HB 11 and SB 9 also would have created a more substantial allotment for a new teacher mentorship program. A school district who qualified for the program could have received $2,000 for each classroom teacher with less than two years of experience who participates in a mentoring program. This was limited to no more than 40 teachers during a school year per qualifying district.
Why It Happened
HB 11 and SB 9 were another pair of similar bills that passed over to opposing chambers and borrowed from each other in an attempt to reach final passage. After both bills became engrossed (passed their respective chambers), SB 9 was seen as the more viable bill and HB 11 was allowed to die in committee. After passing from the House committee, SB 9 no longer contained the provision to allow TEA to create its own liability insurance for teachers (aimed directly at weakening educator groups), which was a no-go for the Senate. While there were a few good provisions in these bills, most education advocates were not sorry to see them die for lack of consensus.
It’s unclear why the Legislature did not prioritize teacher recruitment in any meaningful way.

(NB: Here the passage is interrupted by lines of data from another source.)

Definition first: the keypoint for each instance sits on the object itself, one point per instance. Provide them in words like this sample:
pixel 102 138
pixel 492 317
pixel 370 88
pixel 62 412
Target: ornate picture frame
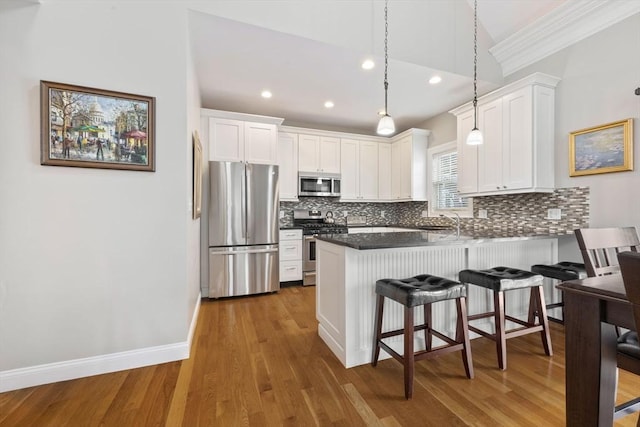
pixel 96 128
pixel 601 149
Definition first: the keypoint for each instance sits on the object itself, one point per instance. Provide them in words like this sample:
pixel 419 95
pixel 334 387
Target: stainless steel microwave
pixel 324 185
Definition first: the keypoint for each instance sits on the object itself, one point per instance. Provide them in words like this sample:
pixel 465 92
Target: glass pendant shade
pixel 386 125
pixel 475 137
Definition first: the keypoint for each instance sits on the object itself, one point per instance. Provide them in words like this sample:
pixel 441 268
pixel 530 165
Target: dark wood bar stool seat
pixel 562 271
pixel 500 280
pixel 422 290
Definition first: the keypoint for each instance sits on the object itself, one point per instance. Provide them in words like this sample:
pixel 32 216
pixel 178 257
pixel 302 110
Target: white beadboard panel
pixel 330 303
pixel 347 278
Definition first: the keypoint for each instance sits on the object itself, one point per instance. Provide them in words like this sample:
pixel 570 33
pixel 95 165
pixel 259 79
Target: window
pixel 443 185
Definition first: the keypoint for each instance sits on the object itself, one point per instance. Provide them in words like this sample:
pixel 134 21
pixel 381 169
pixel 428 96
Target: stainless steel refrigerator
pixel 243 229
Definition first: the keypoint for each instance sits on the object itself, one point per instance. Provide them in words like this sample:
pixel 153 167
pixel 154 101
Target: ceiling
pixel 240 53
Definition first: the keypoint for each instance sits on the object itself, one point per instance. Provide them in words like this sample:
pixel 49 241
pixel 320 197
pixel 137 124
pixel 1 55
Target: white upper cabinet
pixel 517 122
pixel 318 154
pixel 260 143
pixel 288 161
pixel 408 171
pixel 384 172
pixel 226 140
pixel 232 139
pixel 359 170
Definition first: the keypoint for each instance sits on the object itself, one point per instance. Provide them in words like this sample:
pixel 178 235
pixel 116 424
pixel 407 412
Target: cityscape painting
pixel 95 128
pixel 601 149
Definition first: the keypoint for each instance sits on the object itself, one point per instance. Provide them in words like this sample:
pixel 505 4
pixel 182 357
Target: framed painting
pixel 197 176
pixel 601 149
pixel 96 128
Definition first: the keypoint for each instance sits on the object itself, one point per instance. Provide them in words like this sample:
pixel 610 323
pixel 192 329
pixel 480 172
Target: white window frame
pixel 466 212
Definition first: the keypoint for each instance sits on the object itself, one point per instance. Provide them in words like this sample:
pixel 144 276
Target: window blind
pixel 445 182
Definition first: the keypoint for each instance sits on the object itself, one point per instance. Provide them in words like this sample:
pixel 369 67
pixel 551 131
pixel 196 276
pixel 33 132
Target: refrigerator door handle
pixel 247 206
pixel 244 199
pixel 242 252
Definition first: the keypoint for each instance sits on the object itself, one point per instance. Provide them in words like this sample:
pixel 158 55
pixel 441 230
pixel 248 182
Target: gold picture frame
pixel 601 149
pixel 96 128
pixel 197 176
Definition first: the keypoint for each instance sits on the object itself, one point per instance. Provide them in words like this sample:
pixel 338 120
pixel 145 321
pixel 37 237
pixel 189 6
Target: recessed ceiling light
pixel 368 64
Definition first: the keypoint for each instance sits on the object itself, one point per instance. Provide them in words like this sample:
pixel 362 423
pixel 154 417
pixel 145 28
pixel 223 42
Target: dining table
pixel 594 307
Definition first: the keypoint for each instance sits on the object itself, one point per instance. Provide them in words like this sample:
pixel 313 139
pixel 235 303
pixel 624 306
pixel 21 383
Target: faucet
pixel 456 219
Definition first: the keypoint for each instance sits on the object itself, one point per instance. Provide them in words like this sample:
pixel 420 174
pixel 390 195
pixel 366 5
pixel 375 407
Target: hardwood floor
pixel 258 361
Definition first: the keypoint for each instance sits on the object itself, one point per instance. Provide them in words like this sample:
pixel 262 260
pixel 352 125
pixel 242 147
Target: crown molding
pixel 535 79
pixel 569 23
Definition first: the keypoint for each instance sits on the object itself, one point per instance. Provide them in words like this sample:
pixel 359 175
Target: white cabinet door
pixel 261 143
pixel 368 170
pixel 226 140
pixel 350 169
pixel 467 156
pixel 308 146
pixel 290 250
pixel 288 161
pixel 396 168
pixel 517 122
pixel 490 152
pixel 329 154
pixel 401 168
pixel 384 172
pixel 318 154
pixel 517 149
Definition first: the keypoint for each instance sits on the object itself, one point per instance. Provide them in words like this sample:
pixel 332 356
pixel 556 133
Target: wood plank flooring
pixel 258 361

What is clear from statewide data is that not only are we not addressing the exodus of Texas educators from the profession, but we are also not replacing them with fully qualified and trained educators. Instead, Texas will continue to rely on a patchwork of fast-track preparation programs and exceptions to certification requirements (i.e. district of innovation) to bring new teachers into the classroom. We know these alternatively certified and uncertified teachers leave the profession at higher rates than traditionally trained educators, but little to nothing is being done to inform or incentivize our high school graduates or college students to become teachers.
What Legislators Are Saying
Unsurprisingly, no one (except the lawmakers themselves) are cheering about the bills that did pass. This is because they neither individually nor collectively address the fundamental problem of recruiting individuals into the profession.
What to Expect Next
We wrote last week about the SJR 1 amendment by Sen. Roland Gutierrez (D-San Antonio) that would provide Texas teachers with effectively a two-time bonus over the next biennium based on the size of the school district. This proposal is roughly identical to an allotment that was included in SB 9, so there still is some appetite in the Capitol to address educator priorities.
While we don’t yet know what to expect from another anticipated special session related to education, HB 11 and SB 9 were both priority bills that failed. Regardless of the governor’s official call for items to address, it is a safe bet to assume that we will see one or both of these bills return for another crack at the process.